He can’t speak French, he views the media as either a vanity mirror or the enemy, and a rubber boot has more ideas.
So why is Peter MacKay the favourite to become the next leader of the Conservative Party of Canada?
Chaos. The truth is the CPC is a hot mess at the moment. It is desperately looking for the stability of a well-known party figure to restore order. Pierre Poilievre, Rona Ambrose, and Jean Charest didn’t want the job. That is the best thing MacKay has going for him, no serious rivals, and trouble in the CPC family.
At his official campaign launch, MacKay couldn’t even manage token French, those dreadful, memorized, stumbling mutilations of the language politicians try to pass off as fluency when in Quebec. He was roasted in Quebec papers for his illiterate assertion “J’ai sera candidate.” The Journal de Quebec responded with the headline “Good Luck Mister.”
How could a guy live and work in Ottawa for more than a decade and still not be coherent in one of the country’s two official languages?
That is a question that becomes all the more damning, because so much language-training is available to MPs and cabinet ministers in the nation’s capital.
MacKay has yesterday’s solutions to tomorrow’s problems. That hardly passes the “Greta” test, and none of it will fly with young Canadians.
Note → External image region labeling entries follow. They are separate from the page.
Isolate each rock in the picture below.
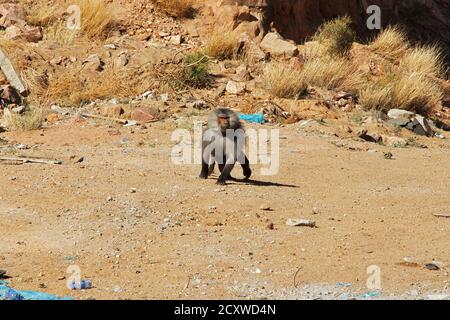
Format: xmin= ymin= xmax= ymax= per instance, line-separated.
xmin=186 ymin=100 xmax=208 ymax=110
xmin=5 ymin=26 xmax=43 ymax=42
xmin=0 ymin=49 xmax=27 ymax=96
xmin=388 ymin=109 xmax=416 ymax=120
xmin=286 ymin=219 xmax=316 ymax=228
xmin=225 ymin=80 xmax=246 ymax=95
xmin=414 ymin=115 xmax=434 ymax=137
xmin=159 ymin=93 xmax=170 ymax=102
xmin=142 ymin=91 xmax=155 ymax=99
xmin=0 ymin=3 xmax=23 ymax=29
xmin=233 ymin=64 xmax=253 ymax=82
xmin=260 ymin=32 xmax=298 ymax=57
xmin=234 ymin=20 xmax=264 ymax=42
xmin=83 ymin=54 xmax=105 ymax=71
xmin=213 ymin=84 xmax=227 ymax=99
xmin=357 ymin=129 xmax=382 ymax=143
xmin=11 ymin=106 xmax=25 ymax=114
xmin=131 ymin=108 xmax=156 ymax=123
xmin=383 ymin=137 xmax=408 ymax=148
xmin=0 ymin=85 xmax=22 ymax=104
xmin=239 ymin=33 xmax=267 ymax=62
xmin=114 ymin=51 xmax=130 ymax=68
xmin=0 ymin=71 xmax=9 ymax=85
xmin=387 ymin=118 xmax=411 ymax=127
xmin=100 ymin=104 xmax=124 ymax=118
xmin=169 ymin=35 xmax=184 ymax=45
xmin=103 ymin=43 xmax=117 ymax=50
xmin=425 ymin=263 xmax=441 ymax=271
xmin=50 ymin=56 xmax=63 ymax=66
xmin=47 ymin=113 xmax=59 ymax=123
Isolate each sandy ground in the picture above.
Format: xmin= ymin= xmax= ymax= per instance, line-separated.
xmin=0 ymin=121 xmax=450 ymax=299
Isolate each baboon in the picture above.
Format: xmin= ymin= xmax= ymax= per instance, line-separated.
xmin=200 ymin=108 xmax=252 ymax=185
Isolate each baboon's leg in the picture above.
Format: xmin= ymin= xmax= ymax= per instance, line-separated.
xmin=199 ymin=143 xmax=212 ymax=179
xmin=241 ymin=155 xmax=252 ymax=180
xmin=217 ymin=163 xmax=234 ymax=184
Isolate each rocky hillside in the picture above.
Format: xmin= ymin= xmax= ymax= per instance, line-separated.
xmin=0 ymin=0 xmax=450 ymax=140
xmin=246 ymin=0 xmax=450 ymax=58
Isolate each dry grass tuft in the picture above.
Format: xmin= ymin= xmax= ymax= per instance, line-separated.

MacKay is no more electable outside the semi-friendly confines of the CPC than Harper was in 2015. The party has learned nothing from consecutive electoral defeats. It continues to blame “messaging” instead of piss poor, out of touch policy. And marching in a gay pride parade one day before Conservatives pick their leader at the convention, as MacKay has said he will, looks more like optics than a change of heart.
His signature move as a Progressive Conservative was to abandon the party’s traditions, the better to embrace the Reform vision of Harper. It was not a merger so much as a surrender.
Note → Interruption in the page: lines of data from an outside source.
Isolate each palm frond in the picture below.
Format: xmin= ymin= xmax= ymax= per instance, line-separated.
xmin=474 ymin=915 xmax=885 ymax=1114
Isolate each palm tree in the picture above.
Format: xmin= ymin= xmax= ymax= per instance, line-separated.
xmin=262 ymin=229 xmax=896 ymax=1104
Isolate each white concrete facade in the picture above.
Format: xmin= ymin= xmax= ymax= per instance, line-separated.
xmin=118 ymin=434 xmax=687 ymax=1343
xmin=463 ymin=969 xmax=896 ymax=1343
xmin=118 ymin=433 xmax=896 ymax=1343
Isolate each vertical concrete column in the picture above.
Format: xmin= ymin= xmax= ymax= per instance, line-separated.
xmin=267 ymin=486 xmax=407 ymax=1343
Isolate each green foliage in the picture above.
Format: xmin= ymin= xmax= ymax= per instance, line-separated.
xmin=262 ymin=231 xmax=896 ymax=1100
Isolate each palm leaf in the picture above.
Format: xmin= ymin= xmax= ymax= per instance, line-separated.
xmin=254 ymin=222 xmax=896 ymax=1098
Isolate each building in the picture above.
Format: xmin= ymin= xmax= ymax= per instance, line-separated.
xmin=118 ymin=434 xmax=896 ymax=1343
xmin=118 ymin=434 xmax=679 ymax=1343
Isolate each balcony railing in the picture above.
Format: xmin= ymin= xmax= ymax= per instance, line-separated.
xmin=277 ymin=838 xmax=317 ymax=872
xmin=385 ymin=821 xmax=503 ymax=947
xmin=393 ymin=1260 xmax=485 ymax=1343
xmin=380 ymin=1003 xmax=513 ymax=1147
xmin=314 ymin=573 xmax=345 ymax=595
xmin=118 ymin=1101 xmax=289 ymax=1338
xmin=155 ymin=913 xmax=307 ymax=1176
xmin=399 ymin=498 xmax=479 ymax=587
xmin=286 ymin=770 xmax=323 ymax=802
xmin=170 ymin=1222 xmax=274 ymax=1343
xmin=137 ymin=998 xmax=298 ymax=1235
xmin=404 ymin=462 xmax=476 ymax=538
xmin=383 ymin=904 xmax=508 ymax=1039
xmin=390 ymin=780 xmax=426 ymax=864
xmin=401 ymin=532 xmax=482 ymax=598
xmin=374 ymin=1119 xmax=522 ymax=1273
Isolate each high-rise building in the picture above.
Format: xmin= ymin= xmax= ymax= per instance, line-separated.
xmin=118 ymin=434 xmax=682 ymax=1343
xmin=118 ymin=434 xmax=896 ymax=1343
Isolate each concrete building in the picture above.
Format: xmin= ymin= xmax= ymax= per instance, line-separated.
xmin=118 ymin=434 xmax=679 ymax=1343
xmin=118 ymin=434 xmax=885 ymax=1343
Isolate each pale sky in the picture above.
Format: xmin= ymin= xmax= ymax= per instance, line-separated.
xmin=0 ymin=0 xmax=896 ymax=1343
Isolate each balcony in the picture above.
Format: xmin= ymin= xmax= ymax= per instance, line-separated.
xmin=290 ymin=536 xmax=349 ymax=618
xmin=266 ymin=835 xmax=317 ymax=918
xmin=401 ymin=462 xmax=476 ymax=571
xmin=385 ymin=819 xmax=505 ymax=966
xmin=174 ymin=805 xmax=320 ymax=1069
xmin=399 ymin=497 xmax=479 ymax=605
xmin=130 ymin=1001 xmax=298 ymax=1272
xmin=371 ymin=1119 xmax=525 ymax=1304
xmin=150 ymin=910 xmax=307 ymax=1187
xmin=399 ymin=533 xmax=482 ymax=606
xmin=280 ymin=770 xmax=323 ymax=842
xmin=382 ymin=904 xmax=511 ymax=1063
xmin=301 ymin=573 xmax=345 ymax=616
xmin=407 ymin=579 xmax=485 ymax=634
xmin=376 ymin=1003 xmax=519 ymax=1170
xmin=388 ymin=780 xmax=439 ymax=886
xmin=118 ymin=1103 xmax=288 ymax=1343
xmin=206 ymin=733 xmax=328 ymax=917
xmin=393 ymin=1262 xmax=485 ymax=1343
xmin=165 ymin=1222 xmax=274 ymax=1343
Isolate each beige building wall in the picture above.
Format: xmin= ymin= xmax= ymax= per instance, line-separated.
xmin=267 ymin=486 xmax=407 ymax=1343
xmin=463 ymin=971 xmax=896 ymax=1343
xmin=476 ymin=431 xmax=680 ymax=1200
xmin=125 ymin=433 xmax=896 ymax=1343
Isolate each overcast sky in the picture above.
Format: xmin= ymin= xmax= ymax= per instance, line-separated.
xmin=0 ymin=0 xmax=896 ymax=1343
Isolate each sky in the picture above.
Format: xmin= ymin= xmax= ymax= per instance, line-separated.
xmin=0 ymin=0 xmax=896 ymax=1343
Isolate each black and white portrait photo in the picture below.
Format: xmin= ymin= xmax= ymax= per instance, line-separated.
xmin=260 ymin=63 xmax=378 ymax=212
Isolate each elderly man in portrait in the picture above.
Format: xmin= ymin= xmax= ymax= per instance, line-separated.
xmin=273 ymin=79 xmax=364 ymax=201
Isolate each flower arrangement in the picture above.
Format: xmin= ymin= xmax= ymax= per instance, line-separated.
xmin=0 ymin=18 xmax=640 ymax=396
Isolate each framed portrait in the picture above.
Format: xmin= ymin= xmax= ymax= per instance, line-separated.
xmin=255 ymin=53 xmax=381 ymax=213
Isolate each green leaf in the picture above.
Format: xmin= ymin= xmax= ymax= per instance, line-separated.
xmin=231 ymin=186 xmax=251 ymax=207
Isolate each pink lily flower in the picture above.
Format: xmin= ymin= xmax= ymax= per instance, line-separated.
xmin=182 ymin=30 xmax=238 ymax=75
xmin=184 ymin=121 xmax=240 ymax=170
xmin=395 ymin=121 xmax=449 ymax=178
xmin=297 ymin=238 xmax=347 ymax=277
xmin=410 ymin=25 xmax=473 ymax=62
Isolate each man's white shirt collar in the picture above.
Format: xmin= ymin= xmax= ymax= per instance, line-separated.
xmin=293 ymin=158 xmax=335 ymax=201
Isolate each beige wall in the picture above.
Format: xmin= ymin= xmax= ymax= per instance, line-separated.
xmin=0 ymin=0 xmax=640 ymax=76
To diehard Progressive Conservatives like David Orchard, it was also treachery. In presiding over the demise of the PC party, MacKay did exactly what he promised Orchard he would not do — lead the party into merger oblivion.
As for the value of MacKay’s resume as a Harper cabinet minister, it is highly dubious. It was MacKay who named Michael Sona as the culprit in the Guelph robocalls scandal — and he did it before Sona had been formally charged. That is not normally what justice ministers do.
As minister of defence, MacKay became famous for being photographed hopping in and out of the cockpit of a fake F-35 Stealth fighter jet. He was less forthcoming with real information about this troubled aircraft, including its mind-blowing cost and chronic problems.
It took the Parliamentary Budget Office and Kevin Page to reveal that the government had monstrously lowballed the most expensive acquisition to that point in Canadian military history. And the deception had been done deliberately, ostensibly to spare Canadians from “sticker shock” if the real price were admitted.
MacKay was also part of the CPC caucus that voted unanimously not to exempt Veterans Affairs from government-wide cuts, a move that would reduce their benefits, including their medical care.
Harper wanted to balance the budget in time for the 2015 election, regardless of whether that meant ending postal delivery, closing scientific facilities or cutting services to veterans. MacKay went along.
The follies MacKay committed during his tenure as a Harper cabinet minister were sometimes funny, sometimes outrageous.